Warren Buffett is known to have said that he has never shorted. During a presentation to my value investing students at the Ivey Business School, Walter Schloss, another legendary value investor, said he shorted only once and that he would never do it again.

I, too, shorted once, and will never do it again.

It was late summer, 1986, my early investing years, and it involved a Canadian retailing company that had two classes of stock – common shares, which were voting, and class A shares, which were non-voting. At the beginning of that year, both classes of stock traded at about $14 a share. Some time in mid-1986, the voting shares took off, reaching a value of about $40, whereas the non-voting stock remained roughly at $14. I and a couple of my friends realized the potential of a perfect hedge – short the voting and buy the non-voting stock. There was no economic reason for the difference and there were so-called coattails: If there was a takeover bid for the company, the bidder was required to offer the same price to both classes of shares.

Unfortunately, that is not how things turned out. On Dec. 9, 1986, the dealers who ran the company’s stores made an offer to buy 49 per cent of the voting shares outstanding at a price of $160.24 a share. They already owned 17.4 per cent of the voting shares. If the deal was successful, they would control the company. The common stock rose sharply to close at $90 as it was not entirely sure that the deal was not contravening certain sections of the Securities Act, which meant that the Ontario Securities Commission would have a problem with it.

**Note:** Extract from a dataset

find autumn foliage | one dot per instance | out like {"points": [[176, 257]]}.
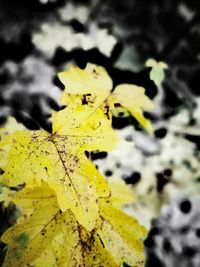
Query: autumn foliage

What kills investors is risk that they do not know they do not know. And it was killing us, too. We had shorted at $40 a share and the stock was at $90. The margin calls kept coming. So did sleepless nights. There was no internet at the time and I had to wake up every weeknight at 2 a.m. to run to the store to get the newspaper to see whether there was any news on the deal. Not only did I have financial difficulties, but also my wife started to wonder why I kept running out of our apartment in the wee hours. I eventually explained myself, but the shorts nightmare lasted for more than a year. On Jan. 14, 1987, the OSC announced it had issued a cease-trade order against the deal. But we were not yet out of the woods. The stock fell to about $50, still way above the price we had shorted. Eventually, in October, 1987, the stock market collapsed and so did the voting stock. It fell to about $30, and we closed our position and ran. The 1986 offer for control of the company never went through. But my problems because of this short were more than financial: There were family issues and my health, both physical and psychological, suffered.

So, if you get the urge to short a stock, do not do it. It’s not worth it.

George Athanassakos is a professor of finance and holds the Ben Graham Chair in Value Investing at the Ivey Business School, University of Western Ontario.